Calom­nie, trahi­son, tous les élé­ments de la tragédie sont réu­nis pour Alca­tel Alsthom et pour Pierre Suard. Ce dernier s’est bat­tu avec ténac­ité pour faire recon­naître son inno­cence. Il a sur­mon­té cette épreuve épou­vantable. Sa rela­tion des événe­ments est empreinte de dig­nité et de sobriété mais aus­si d’une amer­tume dont il ne pour­ra pas se défaire. En revanche, ce qui sub­siste du Groupe pres­tigieux n’a pas fini d’en pay­er les conséquences.

L’opinion de l’auteur sur la stratégie suiv­ie par Alca­tel depuis 1995 ne man­quera pas d’intéresser les lecteurs atten­tifs à l’évolution du secteur. Le recen­trage sur l’activité des télé­com­mu­ni­ca­tions a pris l’allure d’un démem­bre­ment et prive la société d’armes pour lut­ter con­tre la crise actuelle.

L’analyse cri­tique des comptes présen­tés après 1995 mon­tre que cer­tains “habil­lages” dénon­cés, aujourd’hui, aux États- Unis n’étaient pas ignorés dans notre pays.

Enfin, je tiens à soulign­er les qual­ités lit­téraires de l’ouvrage.
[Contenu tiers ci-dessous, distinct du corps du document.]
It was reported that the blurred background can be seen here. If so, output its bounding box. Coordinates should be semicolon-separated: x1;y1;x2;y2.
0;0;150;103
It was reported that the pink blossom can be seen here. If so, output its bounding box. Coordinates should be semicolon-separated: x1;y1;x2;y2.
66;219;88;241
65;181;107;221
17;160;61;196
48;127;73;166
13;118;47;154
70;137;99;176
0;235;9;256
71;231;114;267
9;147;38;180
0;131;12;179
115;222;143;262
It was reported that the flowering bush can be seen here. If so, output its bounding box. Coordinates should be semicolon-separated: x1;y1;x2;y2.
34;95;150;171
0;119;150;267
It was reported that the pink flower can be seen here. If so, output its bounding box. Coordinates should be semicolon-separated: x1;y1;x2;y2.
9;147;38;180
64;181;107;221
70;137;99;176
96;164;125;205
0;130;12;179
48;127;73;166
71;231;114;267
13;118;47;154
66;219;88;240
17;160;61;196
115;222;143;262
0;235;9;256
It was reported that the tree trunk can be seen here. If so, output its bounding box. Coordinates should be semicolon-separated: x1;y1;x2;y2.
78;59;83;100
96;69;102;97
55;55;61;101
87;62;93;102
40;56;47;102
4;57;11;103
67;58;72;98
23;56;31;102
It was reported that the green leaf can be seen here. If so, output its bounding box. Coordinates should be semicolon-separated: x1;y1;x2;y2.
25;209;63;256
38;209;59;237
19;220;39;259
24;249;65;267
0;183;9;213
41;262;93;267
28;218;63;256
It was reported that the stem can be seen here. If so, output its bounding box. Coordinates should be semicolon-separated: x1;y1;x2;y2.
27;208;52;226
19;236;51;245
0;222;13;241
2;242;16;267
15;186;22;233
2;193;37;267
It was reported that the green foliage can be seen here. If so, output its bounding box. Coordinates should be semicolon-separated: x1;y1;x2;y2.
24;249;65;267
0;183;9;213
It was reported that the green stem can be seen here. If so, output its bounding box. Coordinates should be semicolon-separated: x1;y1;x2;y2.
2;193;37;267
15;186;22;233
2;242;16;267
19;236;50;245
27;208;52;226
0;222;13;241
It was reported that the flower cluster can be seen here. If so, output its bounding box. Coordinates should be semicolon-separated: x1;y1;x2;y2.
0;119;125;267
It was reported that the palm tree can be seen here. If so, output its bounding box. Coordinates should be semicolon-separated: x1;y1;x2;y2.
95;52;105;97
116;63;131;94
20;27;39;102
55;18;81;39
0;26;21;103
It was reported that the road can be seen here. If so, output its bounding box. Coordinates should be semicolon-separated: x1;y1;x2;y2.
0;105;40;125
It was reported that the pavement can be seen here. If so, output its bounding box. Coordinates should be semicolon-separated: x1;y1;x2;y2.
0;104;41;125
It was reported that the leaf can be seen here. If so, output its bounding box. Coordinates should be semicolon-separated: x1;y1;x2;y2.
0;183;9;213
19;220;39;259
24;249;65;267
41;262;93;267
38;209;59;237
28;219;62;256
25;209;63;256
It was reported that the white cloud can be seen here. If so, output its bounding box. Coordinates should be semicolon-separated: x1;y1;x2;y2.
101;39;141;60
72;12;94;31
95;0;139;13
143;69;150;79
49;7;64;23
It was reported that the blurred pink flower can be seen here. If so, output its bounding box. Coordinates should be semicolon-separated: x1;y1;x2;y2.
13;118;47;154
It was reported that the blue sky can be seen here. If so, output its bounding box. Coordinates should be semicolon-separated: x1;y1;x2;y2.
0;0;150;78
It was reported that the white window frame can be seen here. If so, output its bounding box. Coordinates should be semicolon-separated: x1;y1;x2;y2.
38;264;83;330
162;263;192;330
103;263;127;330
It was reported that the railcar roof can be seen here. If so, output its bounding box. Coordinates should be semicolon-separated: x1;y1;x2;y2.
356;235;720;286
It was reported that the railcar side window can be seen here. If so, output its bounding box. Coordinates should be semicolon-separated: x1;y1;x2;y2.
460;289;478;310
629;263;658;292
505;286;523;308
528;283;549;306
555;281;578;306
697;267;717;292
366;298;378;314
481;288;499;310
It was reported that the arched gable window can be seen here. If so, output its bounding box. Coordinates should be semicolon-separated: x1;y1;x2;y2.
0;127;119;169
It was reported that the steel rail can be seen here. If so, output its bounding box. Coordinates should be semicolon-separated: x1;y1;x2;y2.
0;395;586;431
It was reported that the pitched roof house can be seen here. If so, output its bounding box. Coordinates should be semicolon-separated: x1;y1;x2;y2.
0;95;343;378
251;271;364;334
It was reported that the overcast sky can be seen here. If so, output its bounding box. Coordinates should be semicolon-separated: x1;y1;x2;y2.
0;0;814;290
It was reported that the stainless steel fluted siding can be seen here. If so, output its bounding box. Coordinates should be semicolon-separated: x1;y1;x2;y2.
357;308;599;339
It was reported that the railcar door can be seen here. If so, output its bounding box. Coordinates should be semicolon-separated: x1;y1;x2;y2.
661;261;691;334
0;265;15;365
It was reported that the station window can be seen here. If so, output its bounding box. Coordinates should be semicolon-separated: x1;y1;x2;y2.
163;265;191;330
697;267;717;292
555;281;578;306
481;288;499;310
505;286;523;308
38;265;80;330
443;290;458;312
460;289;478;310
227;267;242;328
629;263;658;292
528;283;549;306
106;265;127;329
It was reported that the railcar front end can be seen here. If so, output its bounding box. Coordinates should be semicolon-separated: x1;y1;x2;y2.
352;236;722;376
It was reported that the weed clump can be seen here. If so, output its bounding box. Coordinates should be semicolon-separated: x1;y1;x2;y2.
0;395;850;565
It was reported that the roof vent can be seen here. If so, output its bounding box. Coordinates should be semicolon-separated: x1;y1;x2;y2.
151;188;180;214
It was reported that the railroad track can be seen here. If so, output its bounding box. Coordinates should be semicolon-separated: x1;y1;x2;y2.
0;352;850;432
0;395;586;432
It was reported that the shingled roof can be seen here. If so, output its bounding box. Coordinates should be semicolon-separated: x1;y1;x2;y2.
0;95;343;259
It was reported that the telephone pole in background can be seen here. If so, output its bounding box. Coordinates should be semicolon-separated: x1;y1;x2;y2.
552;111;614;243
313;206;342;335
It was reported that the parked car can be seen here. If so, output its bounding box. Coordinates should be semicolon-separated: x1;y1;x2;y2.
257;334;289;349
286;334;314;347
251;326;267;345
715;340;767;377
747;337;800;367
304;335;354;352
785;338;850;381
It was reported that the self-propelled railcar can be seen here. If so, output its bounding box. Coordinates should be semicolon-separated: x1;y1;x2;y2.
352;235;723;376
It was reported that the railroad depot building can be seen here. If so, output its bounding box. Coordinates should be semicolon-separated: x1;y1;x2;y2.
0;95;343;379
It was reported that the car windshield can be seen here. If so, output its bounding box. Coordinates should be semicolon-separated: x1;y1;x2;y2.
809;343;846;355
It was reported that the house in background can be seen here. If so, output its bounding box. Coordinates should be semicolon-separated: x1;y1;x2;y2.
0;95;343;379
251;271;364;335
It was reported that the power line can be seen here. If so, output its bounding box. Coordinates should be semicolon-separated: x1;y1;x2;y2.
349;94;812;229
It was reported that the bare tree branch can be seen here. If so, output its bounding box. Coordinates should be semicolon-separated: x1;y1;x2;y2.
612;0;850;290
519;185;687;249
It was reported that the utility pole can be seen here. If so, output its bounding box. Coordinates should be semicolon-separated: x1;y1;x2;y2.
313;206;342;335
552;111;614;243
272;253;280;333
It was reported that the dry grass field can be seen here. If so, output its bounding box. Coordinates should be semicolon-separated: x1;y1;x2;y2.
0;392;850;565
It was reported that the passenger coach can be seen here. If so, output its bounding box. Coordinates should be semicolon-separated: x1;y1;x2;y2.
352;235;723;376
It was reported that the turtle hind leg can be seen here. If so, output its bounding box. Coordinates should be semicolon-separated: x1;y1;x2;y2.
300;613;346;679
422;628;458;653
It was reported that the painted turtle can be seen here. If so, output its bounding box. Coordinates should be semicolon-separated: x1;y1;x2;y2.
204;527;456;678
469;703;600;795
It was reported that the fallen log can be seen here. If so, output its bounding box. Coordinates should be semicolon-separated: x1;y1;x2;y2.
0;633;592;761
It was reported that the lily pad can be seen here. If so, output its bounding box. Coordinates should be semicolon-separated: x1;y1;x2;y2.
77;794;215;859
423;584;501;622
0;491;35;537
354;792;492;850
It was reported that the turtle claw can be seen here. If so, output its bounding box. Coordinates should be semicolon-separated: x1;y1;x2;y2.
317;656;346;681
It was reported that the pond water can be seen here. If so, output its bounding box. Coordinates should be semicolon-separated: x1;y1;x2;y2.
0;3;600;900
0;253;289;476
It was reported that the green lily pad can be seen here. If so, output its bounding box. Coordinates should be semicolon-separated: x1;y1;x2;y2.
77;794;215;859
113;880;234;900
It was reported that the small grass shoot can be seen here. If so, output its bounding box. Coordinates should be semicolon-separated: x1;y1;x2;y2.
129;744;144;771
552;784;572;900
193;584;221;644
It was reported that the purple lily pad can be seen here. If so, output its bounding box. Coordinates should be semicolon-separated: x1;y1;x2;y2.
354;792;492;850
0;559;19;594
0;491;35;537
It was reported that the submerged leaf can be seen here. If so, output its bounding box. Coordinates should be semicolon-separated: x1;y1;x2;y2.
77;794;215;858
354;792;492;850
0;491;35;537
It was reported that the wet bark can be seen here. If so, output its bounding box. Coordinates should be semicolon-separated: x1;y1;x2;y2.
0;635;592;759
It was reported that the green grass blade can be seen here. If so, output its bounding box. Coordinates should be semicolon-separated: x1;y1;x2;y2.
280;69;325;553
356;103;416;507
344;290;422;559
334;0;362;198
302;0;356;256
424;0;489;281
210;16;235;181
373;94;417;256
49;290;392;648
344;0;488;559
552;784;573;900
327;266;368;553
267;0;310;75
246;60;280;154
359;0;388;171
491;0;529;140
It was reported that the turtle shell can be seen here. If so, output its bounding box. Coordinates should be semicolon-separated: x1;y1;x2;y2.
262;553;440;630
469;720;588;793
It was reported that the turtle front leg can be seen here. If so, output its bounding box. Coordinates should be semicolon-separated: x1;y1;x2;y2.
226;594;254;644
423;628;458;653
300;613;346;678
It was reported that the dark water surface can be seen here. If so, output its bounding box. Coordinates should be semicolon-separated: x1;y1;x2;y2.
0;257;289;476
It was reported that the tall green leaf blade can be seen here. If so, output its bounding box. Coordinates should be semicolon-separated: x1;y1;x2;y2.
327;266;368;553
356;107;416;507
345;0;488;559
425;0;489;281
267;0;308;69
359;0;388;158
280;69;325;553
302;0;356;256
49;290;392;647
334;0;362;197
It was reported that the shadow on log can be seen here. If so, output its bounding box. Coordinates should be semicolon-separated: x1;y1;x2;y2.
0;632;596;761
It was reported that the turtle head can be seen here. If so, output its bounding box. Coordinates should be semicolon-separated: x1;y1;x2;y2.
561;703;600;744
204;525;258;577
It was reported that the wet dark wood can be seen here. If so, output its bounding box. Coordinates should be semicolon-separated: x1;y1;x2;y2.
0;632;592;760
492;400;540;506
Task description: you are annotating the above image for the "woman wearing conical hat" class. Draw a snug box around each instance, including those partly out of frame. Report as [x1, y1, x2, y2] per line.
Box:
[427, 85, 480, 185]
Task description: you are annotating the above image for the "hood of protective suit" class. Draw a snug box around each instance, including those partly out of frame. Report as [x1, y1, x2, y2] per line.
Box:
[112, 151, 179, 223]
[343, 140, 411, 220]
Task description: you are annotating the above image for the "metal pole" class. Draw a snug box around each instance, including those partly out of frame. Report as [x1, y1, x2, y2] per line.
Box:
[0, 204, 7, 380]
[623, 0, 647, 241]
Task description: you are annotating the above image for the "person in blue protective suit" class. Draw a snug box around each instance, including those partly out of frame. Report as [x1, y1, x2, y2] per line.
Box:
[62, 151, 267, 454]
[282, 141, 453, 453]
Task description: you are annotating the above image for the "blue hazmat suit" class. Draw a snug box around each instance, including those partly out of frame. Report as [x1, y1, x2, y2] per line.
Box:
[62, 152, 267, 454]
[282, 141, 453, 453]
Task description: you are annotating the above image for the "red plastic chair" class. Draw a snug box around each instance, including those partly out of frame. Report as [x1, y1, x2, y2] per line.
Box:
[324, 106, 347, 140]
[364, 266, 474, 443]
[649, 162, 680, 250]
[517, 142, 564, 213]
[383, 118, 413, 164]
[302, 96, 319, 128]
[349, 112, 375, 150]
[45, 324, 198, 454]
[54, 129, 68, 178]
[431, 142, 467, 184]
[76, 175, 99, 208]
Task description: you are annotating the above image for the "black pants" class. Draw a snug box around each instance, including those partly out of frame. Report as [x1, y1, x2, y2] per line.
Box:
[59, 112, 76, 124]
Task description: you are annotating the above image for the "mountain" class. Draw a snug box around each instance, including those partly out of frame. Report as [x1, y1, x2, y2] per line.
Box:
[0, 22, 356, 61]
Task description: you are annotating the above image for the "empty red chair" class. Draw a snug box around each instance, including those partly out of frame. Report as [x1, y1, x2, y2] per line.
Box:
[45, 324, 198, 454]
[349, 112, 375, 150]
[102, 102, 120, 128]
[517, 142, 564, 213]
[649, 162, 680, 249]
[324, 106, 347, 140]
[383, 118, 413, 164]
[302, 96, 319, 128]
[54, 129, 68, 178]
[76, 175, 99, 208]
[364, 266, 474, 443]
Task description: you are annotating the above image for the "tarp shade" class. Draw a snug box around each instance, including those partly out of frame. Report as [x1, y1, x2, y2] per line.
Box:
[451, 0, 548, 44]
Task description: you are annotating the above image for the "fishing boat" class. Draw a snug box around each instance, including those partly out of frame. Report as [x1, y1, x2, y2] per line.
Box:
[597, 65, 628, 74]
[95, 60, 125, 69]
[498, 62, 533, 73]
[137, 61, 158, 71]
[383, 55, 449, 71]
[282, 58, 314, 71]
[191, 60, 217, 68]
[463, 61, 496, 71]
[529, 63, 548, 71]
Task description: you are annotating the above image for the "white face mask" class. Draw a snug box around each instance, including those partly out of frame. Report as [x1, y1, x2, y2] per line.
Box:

D’une matière très dense, buis­son­nante même, l’auteur a dégagé un réc­it limpi­de, facile à suiv­re, sans digres­sions inutiles, et suff­isam­ment didac­tique pour que les non-spé­cial­istes ne se noient pas dans les ques­tions tech­niques lorsqu’elles sont abor­dées. La doc­u­men­ta­tion est par­faite. Le style est direct, pré­cis, sans fior­i­t­ure mais non sans élé­gance, comme… Pierre Suard.